The Basics of CI/CD for Data Science and Machine Learning
Continuous integration and continuous deployment are IT practices that encourage testing code often. Learn how these practices also shape data-driven initiatives.
The basics behind how machine learning and data science should work often feel less than basic. Machine learning practitioners from programmers to scientists are learning how to apply advanced statistics and mathematical application within the context of software programming. The result is complexity in selecting good machine learning models that conflict with management’s options at hand, be it objectives deadlines or limited resources to execute a decision based on the model.

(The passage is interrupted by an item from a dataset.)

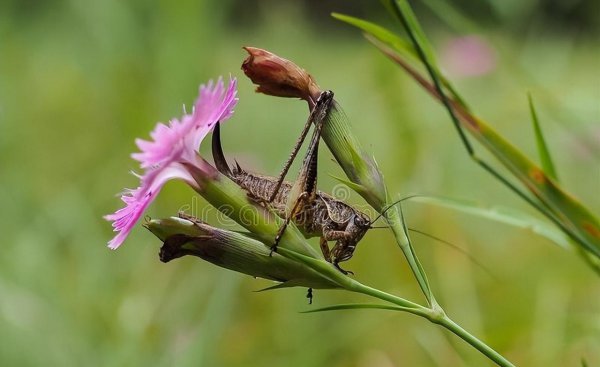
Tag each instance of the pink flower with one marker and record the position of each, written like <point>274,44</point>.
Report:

Fortunately a few developer practices — continuous integration and continuous deployment (CI/CD) — are providing managers with ways to lead machine learning and data science initiatives early in a development process, making truly beneficial model-based decisions possible.
Let’s look at the definition of CI/CD to understand how the paired processes impact machine learning.

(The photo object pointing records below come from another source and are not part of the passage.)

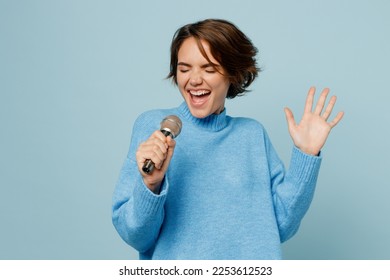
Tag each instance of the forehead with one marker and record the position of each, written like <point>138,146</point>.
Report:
<point>190,51</point>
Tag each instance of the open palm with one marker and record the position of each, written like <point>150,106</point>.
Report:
<point>310,134</point>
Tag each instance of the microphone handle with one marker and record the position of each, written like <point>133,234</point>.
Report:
<point>149,164</point>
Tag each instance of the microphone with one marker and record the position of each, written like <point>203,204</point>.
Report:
<point>170,126</point>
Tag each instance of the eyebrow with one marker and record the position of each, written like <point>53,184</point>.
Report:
<point>203,66</point>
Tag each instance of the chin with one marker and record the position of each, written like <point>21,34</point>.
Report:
<point>198,113</point>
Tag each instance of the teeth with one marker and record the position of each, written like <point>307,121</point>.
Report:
<point>199,92</point>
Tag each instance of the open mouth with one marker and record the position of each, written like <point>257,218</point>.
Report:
<point>198,97</point>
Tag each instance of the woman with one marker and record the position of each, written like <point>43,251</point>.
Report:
<point>225,193</point>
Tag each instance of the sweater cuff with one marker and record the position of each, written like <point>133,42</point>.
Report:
<point>147,202</point>
<point>304,167</point>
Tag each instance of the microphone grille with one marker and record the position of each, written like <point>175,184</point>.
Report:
<point>173,124</point>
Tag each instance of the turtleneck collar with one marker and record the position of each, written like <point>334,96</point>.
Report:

Continuous integration is a practice that ensures that code and any related resources are placed into a shared repository at regular intervals of time. These check-ins are next verified using automated builds, helping to highlight any problems early in the development cycle.
Continuous deployment is a practice in which software updates are built automatically, tested, and made ready for release. With developers and database teams working collaboratively and in parallel, continuous deployment paves a way for stable and consistent versions of software.
CI/CD is valuable because today’s business strategies have become reliant on how the ongoing nature of software management impacts the development of products and services. The consequential agility needed to deliver functional software has transformed the software itself into microservice architectures. Microservices are a set of development techniques that arrange an application as a set of coupled services. Maintaining microservices permits software releases to be deployed frequently, even multiple times a day, without interrupting other software segments. The advantage to a business model is being able to provide seamless updates.
The seamless updates of microservices can also complement data-related changes, such as adding software updates that meet privacy compliance needs with any associated data. The update capability allows data science and machine learning processes to be incorporated into CI/CD phases at the right time.
As a consequence, CI/CD-influenced projects have the opportunity to minimize technical debt, the tendency to overfocus on code syntax without considering the long-term consequences to programming maintenance and its impact on the business model. For example, a team could develop an app, but not examine the steps needed to update the environment in which the app operates. Technical debt is the enemy of organizations that have multiple deployment environments (e.g., development, testing, production). Technical debt is also the enemy of data-driven initiatives, since data deployment environments are demonstrating similar concerns that arise in software development, such as API documentation — in this case from data resources — as well as different data types. Getting an overview of needed data mining and transformation steps can become complex very quickly.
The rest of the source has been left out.